Vladimir Nabokov

NABOKV-L post 0001867, Sat, 22 Mar 1997 19:38:16 -0800

Subject
Nabokov mentions & Gardner query
Date
Body
From: ESAMPVN@aol.com
A capsule review of the paperback edition of THE STORIES OF VLADIMIR NABOKOV,
by Nancy Pate of the Orlando Sentinel, appeared in the March 9 issue of the
Boulder Daily Camera (and, presumably, in other newspapers of the
Knight-Ridder chain). It is brief enough, I think, to be quoted in full:
"These 65 shimmering tales, written between 1920 and 1952, range from the
whimsical to the bittersweet to the almost cruelly clever. The themes are
those that sustain Nabokov's longer works-memory and coincidence, exile and
loss, the connections between life and art. In "La Veneziana," a man is so
attracted to a woman in a painting that he "enters" her world. In "A Nursery
Tale," a man's bargain with a she-devil finds him collecting Lolitalike
would-be lovers. And in "The Admiralty Spire," the narrator is so
self-absorbed that he believes a writer has stolen the story of his first,
great love. As always, Nabokov is the enchanter."

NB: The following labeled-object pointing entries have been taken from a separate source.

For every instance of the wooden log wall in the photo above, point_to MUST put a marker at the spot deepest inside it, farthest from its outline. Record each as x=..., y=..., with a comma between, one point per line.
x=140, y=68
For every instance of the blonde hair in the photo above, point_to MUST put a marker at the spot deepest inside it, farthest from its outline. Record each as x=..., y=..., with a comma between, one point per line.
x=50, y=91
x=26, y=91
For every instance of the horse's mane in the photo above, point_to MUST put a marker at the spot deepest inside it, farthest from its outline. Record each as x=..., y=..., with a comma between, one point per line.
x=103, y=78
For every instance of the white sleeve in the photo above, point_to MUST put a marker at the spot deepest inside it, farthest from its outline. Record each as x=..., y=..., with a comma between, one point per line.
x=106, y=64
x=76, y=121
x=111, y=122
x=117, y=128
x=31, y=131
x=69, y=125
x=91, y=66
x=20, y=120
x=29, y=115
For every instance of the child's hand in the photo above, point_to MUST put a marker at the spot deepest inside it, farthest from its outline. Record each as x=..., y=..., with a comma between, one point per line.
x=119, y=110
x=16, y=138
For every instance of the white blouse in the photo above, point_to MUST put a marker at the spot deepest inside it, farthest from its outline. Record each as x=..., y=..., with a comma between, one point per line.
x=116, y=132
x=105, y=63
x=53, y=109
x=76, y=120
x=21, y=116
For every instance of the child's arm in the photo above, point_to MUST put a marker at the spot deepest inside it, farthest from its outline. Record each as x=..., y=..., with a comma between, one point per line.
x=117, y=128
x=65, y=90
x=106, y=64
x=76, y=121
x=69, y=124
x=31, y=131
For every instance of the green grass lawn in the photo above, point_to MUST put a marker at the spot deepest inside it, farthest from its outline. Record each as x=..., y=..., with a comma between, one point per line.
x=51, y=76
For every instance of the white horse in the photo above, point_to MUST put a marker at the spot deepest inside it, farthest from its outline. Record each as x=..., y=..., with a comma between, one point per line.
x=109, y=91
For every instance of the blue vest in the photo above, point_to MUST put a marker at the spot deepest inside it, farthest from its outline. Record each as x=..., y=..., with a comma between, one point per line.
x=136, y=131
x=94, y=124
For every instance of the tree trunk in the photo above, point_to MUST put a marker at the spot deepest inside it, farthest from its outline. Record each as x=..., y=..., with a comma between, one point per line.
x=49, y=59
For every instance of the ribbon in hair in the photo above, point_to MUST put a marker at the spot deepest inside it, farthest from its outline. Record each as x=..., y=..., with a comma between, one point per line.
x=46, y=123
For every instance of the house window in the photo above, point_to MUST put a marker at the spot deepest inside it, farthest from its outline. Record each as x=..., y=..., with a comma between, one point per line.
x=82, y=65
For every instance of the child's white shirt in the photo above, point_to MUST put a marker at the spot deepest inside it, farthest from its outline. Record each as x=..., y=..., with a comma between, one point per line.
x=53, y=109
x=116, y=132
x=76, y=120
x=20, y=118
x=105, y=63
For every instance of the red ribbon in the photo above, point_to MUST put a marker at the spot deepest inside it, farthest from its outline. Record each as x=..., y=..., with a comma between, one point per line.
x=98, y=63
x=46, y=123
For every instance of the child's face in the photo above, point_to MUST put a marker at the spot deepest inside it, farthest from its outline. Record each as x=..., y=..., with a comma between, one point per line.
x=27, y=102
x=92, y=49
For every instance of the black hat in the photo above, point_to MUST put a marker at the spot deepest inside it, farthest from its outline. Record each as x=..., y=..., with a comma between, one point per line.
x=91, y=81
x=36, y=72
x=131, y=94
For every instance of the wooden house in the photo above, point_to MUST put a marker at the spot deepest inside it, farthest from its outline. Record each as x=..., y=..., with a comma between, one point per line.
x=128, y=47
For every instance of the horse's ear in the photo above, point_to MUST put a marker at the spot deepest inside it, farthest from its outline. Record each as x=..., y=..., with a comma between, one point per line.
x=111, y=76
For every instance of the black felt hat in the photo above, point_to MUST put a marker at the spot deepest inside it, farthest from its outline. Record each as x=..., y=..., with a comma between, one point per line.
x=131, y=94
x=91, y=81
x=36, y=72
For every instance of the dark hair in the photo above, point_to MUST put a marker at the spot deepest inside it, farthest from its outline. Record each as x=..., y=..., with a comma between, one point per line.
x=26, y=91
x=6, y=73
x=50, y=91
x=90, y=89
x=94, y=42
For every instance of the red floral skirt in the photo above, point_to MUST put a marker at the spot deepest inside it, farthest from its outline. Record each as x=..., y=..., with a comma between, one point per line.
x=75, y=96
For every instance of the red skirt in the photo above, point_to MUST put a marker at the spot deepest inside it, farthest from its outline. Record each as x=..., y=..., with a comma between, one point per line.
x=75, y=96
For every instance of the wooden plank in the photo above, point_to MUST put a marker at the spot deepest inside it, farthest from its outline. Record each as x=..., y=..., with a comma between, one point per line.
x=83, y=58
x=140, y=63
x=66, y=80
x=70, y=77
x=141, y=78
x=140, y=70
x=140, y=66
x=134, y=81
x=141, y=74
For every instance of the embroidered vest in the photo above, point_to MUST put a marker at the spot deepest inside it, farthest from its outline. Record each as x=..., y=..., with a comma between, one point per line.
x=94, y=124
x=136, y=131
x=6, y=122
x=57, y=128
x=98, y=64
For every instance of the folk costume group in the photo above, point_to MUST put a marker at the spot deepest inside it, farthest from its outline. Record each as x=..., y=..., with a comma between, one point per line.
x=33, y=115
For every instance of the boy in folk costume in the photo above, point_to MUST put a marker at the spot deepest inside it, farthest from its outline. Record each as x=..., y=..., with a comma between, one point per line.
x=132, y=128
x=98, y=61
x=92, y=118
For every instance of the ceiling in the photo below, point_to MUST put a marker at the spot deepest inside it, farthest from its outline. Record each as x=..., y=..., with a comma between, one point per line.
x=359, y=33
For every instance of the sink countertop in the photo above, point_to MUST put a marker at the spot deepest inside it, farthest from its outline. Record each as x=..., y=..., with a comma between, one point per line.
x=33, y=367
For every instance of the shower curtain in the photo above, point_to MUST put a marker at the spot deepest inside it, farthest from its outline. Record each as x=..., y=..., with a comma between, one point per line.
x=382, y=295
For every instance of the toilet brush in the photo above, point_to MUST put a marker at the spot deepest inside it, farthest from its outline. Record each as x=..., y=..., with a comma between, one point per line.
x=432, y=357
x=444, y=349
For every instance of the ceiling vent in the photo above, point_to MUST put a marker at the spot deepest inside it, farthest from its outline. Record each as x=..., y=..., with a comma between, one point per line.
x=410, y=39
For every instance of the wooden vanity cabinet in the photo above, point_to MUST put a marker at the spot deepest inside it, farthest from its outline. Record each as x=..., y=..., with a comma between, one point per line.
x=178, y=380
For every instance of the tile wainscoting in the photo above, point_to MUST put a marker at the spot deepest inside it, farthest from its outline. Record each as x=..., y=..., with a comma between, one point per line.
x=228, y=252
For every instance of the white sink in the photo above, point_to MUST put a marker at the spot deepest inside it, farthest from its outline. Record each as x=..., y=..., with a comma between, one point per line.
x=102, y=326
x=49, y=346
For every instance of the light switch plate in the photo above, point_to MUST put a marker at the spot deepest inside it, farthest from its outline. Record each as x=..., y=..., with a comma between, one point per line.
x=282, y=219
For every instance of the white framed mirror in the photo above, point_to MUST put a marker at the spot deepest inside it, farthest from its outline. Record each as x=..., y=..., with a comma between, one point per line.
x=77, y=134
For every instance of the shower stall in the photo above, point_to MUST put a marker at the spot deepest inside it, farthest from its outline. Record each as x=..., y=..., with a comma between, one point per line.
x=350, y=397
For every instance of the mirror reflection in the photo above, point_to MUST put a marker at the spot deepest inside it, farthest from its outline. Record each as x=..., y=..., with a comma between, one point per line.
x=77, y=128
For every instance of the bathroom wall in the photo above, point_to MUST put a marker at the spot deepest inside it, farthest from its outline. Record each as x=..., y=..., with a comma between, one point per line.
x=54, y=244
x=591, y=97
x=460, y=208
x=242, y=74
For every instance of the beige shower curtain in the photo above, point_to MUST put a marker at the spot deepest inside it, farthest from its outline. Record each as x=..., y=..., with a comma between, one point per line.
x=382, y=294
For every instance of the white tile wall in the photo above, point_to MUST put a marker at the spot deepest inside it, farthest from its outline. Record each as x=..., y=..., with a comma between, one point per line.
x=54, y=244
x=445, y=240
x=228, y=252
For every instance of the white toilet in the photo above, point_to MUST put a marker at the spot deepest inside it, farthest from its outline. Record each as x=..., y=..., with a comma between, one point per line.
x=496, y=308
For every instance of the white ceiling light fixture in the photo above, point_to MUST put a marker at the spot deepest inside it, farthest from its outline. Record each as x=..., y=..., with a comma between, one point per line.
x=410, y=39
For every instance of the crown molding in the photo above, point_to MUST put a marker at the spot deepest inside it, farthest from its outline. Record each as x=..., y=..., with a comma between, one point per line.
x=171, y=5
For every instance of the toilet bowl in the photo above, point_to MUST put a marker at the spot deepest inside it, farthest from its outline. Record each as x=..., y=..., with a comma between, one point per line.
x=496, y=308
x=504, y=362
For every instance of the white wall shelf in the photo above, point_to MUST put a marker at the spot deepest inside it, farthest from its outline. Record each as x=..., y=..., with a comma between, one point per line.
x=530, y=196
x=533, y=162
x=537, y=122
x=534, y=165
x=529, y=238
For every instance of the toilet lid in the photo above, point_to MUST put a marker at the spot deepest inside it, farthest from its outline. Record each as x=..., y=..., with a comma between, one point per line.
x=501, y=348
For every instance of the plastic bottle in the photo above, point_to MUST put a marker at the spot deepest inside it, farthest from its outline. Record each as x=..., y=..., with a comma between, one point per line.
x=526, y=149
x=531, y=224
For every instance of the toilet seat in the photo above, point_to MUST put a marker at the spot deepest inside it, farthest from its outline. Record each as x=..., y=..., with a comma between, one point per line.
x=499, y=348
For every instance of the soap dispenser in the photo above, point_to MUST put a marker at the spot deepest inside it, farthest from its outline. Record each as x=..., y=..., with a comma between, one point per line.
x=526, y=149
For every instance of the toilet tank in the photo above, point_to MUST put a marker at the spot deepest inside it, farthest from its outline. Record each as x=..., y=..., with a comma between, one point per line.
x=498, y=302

From the Early Spring 1997 Daedalus Books catalog blurb for John Gardner's ON
WRITERS AND WRITING: "In piece after piece we see Gardner...examining the
work of writers he admires-Saul Bellow, Vladimir Nabokov, Philip Roth, John
Cheever, Larry Woiwode, and Joyce Carol Oates..."

By the way, does anyone know if VN ever expressed an opinion on Gardner? As
an admirer of both, I would be curious to know.